Health insurance is a type of insurance whereby the insurer pays the medical costs of the insured if the insured becomes sick due to covered causes, or due to accidents. The insurer may be a private organization or a government agency. Market-based health care systems such as that in the United States rely primarily on private health insurance.
Private health insurance
Health insurance is one of the most controversial forms of insurance because of the perceived conflict between the need for the insurance company to remain solvent versus the need of its customers to remain healthy, which many view as a basic human right. Critics of private health insurance claim that this conflict of interest is why state and federal regulation of health insurance companies is necessary. Some say that this conflict exists in a liberal healthcare system because of the unpredictability of how patients respond to medical treatment. But proponents of regulation argue that too many health insurance companies put their desire for profits above the welfare of the consumer or patient.
Below is a hypothetical example of a situation that might confront an insurance company.
Suppose that a large number of customers of a particular insurance company contracted a rare disease and the hospital charged 10 million dollars a patient to treat them. The insurance company would then be faced with a choice of paying all claims without complaint (thus losing money and possibly going out of business) or denying the claims (thus outraging patients and their families, discouraging potential customers and becoming a target for lawsuits and legislation).
Since a health insurance policy is a legal, binding contract between the insurance company and the customer, the insurance company should pay all valid claims without question. Many insurance companies purchase re-insurance to protect themselves from a catastrophic loss due to an unforeseen event. But just like any other business, a health insurance company does not have a right to shirk its legal obligations just to make a profit or stay in existence.
Health insurance companies and consumer advocates agree that private health insurance faces unique problems. Health insurance companies use the term "adverse selection" to describe the tendency for sick people to be more likely to sign up for health insurance. Their view is that in essence, those seeking health insurance are likely to be those with existing medical problems or those who are likely to have future medical problems, and that those who take out insurance may engage in risky behaviour, such as smoking and excessive alcohol consumption, which an otherwise sane person would not do. Insurance companies say that the cost of providing health insurance to these bad risks raises the cost of insurance to the 'good' insurance risks, possibly pricing them out of the market, and could create a situation in a market where insurance was uneconomical for private insurance companies to provide.
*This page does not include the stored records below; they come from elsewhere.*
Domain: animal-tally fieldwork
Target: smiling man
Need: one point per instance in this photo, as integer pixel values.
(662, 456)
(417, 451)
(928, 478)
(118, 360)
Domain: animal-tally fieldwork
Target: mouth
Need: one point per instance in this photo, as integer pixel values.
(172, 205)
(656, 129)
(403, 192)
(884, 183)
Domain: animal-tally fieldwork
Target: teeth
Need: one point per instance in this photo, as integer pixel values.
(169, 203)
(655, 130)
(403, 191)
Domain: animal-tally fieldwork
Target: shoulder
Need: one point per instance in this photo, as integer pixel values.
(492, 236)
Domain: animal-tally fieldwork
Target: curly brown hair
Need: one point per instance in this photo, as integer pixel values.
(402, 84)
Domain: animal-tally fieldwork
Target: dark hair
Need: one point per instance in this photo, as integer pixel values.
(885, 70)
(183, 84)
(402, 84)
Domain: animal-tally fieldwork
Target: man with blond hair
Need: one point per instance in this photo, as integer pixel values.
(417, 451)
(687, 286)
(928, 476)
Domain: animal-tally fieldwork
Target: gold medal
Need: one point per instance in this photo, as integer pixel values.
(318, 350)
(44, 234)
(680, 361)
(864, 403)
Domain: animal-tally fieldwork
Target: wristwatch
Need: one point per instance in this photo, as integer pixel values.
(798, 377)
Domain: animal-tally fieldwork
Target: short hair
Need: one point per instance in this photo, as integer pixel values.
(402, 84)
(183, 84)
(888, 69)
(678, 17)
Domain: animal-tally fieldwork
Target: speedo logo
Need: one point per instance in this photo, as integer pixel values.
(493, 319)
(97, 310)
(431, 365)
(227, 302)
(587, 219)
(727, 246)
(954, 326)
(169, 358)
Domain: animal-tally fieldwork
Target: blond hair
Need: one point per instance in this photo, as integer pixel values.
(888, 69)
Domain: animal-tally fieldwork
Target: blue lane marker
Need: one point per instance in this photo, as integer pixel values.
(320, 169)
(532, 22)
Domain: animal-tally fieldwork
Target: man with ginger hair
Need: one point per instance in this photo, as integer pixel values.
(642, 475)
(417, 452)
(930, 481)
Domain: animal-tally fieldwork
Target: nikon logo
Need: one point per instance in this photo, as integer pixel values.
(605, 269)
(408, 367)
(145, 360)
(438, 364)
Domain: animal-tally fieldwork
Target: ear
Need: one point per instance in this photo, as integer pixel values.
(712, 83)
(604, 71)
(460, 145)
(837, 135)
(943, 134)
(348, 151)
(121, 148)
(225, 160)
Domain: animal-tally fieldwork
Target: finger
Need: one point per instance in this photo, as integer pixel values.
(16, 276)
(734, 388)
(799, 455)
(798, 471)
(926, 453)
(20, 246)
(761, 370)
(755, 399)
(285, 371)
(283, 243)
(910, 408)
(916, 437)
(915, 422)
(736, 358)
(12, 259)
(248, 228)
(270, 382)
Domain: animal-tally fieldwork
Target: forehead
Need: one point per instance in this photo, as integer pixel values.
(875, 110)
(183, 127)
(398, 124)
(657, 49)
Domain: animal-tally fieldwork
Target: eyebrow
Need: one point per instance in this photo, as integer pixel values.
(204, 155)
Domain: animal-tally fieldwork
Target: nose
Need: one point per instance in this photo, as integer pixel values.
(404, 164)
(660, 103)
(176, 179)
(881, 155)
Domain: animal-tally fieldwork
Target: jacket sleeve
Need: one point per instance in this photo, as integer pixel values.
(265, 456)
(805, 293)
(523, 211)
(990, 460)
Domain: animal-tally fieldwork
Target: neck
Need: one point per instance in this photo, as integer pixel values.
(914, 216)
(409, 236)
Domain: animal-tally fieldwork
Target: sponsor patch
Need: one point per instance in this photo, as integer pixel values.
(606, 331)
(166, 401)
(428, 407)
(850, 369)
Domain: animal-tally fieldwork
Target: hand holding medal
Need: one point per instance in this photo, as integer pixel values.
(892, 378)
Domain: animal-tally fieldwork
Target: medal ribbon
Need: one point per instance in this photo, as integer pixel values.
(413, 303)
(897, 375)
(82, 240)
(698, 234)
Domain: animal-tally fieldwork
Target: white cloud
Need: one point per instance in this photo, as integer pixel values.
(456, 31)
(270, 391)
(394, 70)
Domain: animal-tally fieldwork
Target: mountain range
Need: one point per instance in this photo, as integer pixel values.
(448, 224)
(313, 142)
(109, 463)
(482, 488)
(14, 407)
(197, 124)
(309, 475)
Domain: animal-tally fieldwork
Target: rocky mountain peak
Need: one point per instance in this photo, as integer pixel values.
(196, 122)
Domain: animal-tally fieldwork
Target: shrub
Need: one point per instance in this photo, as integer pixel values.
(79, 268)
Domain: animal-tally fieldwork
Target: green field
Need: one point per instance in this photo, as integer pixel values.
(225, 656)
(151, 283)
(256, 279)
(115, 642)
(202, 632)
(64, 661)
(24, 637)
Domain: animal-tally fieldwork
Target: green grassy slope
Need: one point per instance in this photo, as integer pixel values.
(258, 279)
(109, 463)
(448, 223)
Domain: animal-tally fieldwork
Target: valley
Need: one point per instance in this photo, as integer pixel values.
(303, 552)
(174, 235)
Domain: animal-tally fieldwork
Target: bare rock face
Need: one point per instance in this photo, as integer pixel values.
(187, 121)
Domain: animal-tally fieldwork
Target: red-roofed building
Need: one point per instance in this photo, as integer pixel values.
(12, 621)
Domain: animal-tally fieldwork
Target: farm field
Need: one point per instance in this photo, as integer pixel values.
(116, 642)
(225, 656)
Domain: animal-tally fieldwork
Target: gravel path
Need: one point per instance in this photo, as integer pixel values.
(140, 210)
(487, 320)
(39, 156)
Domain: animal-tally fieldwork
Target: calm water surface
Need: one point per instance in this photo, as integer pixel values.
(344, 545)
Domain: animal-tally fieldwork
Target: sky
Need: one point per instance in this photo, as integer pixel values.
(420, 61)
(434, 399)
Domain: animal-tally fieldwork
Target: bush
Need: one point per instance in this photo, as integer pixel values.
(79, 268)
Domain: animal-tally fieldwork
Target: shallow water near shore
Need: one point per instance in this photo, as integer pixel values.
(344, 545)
Insurance companies explain the economics of insurance by saying that, in general, if many sick people buy health insurance from a private health insurance company, but few healthy people buy it, the price of the insurance rises. (Critics of private health insurance point out that few sick people are allowed to buy health insurance). Insurance companies also say that if more healthy people buy health insurance, but few sick people buy it, the price drops. In other words, the price drops if more money goes in and less is paid out.
According to the latestUnited States Census Bureau figures, approximately 85% of Americans have health insurance. Approximately 60% obtain health insurance through their place of employment or as individuals, and various government agencies provide health insurance to the other 25%.
Because of advances in medicine and medical technology, medical treatment is more expensive, and people in developed countries are living longer. The population of those countries is aging, and a larger group of senior citizens requires more medical care than a young healthier population. (A similar rise in costs is evident in Social Security in the United States). These factors cause an increase in the price of health insurance.
Some other factors that cause an increase in health insurance prices are health related: insufficient exercise; unhealthy food choices; a shortage of doctors in impoverished or rural areas; excessive alcohol use, smoking, street drugs, obesity among some parts of the population; and the modern sedentary lifestyle of the middle classes.
In theory, people could lower health insurance prices by doing the opposite of the above; that is, by exercising, eating healthy food, avoiding addictive substances, etc. Healthier lifestyles protect the body from disease, and with fewer diseases, the insurance companies would pay fewer doctor bills.
Publicly funded medicine
Many countries have made the choice to avoid this important conflict by nationalizing the health industry so that doctors, nurses, and other medical workers become state employees, all funded by taxes; or setting up a national health insurance plan that all citizens pay into with tax or quasi-tax payments, and which pays private doctors for health care. These national health care systems also have their problems.
The British National Health Service has maintained a compromise with doctors in general practice by not making them state employees. Each practice decides its own working pattern and contracts to the NHS providing designated services (including the benefit of membership of state pension schemes comensurate with the work for the NHS) with many also providing private services. Some medical staff employed on an NHS contract also have work in the private sector and others work exclusively in either sector.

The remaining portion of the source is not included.